Saturday, September 25, 2004

Falling at the first hurdle...

A writer is a person for whom writing is more difficult than it is for other people.
- Thomas Mann

So... a weblog? Being the self-depreciating kind of fellow that I am, I would wonder what I could bring to the internet that a thousand million other monkeys with typewriters haven't already. Not the complete works of Shakespeare, that's for certain. I suspect - know, in fact - that there are enough badly-written accounts of life in mundania on the tangled web as it is without my adding another, so I'll come right out with it from the start.

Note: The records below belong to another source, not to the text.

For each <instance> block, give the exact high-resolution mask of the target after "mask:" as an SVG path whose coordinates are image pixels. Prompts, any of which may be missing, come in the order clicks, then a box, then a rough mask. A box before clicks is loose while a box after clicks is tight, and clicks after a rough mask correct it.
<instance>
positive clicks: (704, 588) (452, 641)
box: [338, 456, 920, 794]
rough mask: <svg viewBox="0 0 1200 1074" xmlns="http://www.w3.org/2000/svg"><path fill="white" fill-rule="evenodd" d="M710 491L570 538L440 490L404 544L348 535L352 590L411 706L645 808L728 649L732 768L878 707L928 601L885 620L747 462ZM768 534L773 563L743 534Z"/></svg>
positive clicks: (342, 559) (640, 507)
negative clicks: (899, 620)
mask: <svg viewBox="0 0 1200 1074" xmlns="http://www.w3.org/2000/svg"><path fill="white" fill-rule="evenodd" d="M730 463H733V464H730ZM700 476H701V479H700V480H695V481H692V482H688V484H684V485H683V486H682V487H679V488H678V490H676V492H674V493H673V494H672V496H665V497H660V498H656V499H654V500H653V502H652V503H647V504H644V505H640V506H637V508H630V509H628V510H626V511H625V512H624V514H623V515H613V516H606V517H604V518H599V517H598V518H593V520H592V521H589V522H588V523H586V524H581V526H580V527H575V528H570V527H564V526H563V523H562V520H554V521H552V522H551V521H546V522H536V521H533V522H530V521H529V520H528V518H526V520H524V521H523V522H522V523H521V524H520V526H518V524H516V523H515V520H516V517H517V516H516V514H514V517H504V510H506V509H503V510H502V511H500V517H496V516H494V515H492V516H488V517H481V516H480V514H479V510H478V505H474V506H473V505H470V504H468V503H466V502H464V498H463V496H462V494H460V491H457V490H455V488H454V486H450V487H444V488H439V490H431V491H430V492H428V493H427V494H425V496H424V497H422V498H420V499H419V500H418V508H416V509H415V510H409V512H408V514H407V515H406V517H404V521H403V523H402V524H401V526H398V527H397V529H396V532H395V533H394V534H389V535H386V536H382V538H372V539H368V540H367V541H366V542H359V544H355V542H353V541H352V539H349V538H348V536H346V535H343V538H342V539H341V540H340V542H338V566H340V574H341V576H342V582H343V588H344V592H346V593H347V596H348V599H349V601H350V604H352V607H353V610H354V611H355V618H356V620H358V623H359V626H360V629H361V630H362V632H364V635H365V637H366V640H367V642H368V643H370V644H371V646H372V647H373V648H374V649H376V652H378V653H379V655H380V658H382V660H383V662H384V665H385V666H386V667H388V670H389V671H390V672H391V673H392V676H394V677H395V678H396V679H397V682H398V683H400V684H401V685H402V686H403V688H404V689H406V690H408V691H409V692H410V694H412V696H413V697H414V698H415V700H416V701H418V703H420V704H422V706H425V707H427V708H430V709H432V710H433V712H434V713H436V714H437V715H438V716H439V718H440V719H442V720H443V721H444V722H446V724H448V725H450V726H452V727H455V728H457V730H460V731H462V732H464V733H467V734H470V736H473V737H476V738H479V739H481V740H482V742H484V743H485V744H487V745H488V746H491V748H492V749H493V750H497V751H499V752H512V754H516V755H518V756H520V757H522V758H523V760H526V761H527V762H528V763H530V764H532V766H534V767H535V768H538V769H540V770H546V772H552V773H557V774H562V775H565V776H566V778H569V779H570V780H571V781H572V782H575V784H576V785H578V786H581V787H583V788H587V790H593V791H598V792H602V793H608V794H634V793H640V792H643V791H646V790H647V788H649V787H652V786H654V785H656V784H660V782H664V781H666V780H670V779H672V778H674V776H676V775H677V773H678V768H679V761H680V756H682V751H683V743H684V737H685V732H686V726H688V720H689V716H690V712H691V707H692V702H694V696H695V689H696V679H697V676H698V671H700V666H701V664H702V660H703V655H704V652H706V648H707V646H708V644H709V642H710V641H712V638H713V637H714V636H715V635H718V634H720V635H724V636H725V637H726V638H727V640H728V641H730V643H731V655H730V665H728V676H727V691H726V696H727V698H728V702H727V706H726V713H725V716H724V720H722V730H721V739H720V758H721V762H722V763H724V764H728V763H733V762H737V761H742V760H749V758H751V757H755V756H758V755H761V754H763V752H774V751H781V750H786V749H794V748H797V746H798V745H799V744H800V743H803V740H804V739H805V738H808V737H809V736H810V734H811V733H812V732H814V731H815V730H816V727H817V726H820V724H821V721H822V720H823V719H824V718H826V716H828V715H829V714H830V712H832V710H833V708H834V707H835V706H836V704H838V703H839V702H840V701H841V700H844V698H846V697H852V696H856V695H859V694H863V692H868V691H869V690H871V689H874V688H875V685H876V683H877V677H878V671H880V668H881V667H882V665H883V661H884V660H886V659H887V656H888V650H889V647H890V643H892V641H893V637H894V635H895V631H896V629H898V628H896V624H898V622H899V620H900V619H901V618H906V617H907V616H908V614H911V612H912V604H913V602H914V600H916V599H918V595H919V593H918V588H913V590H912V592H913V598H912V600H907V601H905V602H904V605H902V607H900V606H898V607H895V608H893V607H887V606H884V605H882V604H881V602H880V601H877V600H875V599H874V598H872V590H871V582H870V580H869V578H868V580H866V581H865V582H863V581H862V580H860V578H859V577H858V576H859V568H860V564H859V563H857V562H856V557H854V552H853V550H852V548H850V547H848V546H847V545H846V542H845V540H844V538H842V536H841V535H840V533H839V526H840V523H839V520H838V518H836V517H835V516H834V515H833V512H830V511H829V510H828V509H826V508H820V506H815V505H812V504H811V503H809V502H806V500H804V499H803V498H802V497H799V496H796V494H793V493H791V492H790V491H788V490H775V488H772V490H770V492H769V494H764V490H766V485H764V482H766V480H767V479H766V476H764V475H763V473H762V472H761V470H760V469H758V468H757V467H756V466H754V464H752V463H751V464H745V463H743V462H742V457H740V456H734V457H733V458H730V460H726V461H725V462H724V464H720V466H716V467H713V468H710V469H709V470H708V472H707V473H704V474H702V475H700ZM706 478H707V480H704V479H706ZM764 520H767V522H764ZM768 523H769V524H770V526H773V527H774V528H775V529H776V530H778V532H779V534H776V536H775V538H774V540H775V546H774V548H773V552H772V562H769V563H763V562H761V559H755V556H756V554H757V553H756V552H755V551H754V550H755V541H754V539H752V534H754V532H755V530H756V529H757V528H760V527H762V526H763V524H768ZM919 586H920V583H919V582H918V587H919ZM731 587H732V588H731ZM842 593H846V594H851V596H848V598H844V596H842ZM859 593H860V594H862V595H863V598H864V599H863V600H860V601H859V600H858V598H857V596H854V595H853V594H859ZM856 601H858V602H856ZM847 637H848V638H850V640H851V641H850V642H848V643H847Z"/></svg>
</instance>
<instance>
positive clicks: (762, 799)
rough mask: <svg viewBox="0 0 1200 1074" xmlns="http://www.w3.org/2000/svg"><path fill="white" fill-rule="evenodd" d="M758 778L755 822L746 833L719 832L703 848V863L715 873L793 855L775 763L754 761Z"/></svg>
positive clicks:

This isn't the sort of 'blog that acts as an outlet for teenage angst, even though at twenty-one I've got a lot of it saved up, with interest. Nor is it going to be a hum-drum detailing of the minutae of my existence in a desperate attempt to find some meaning. Hopefully it'll also avoid becoming a catalogue of my woes, though Bagpuss* only knows I can be a self-pitying sod at times. No, simply put this is a place to write about whatever issues concern or interest me from day to day, and principally to keep me writing.

So, you have been warned; expect no consistency in topic or tone, and certainly no high standard of meaningful thought (I am only young after all, and everybody knows the youth of today are ill-educated hoodlums). This 'blog is a method of fending off the writer's block that hangs over my head like the Sword of Damoclese, nothing more. If it amuses or intrigues you, my apologies; 'twas but an accident, and I doubt it'll happen again.



* - For Americans and other strange creatures who aren't aware of Him, Bagpuss is the star of a short-lived TV series from my childhood. A cat made entirely of scrap cloth and curiosity, His busy social schedule involved sleeping, eating, yawning and examining the strange objects brought to Him by his mouse-cult followers. Clearly this is a life to be idolised, I thought; the media seems to hold similar beings in high regard, after all, and who am I to go against their wishes?

His adoption as some sort of personal deity wasn't far behind, and it seems to have worked so far - I'm not dead yet, after all. When I do kick the bucket, however, I'll try and let you all know what the afterlife's like - I've always felt being asked to choose a religion without this knowledge is rather like taking a job without considering the pension plan, and I'd hate to leave potential Bagpussians with their spiritual retirement fund lacking.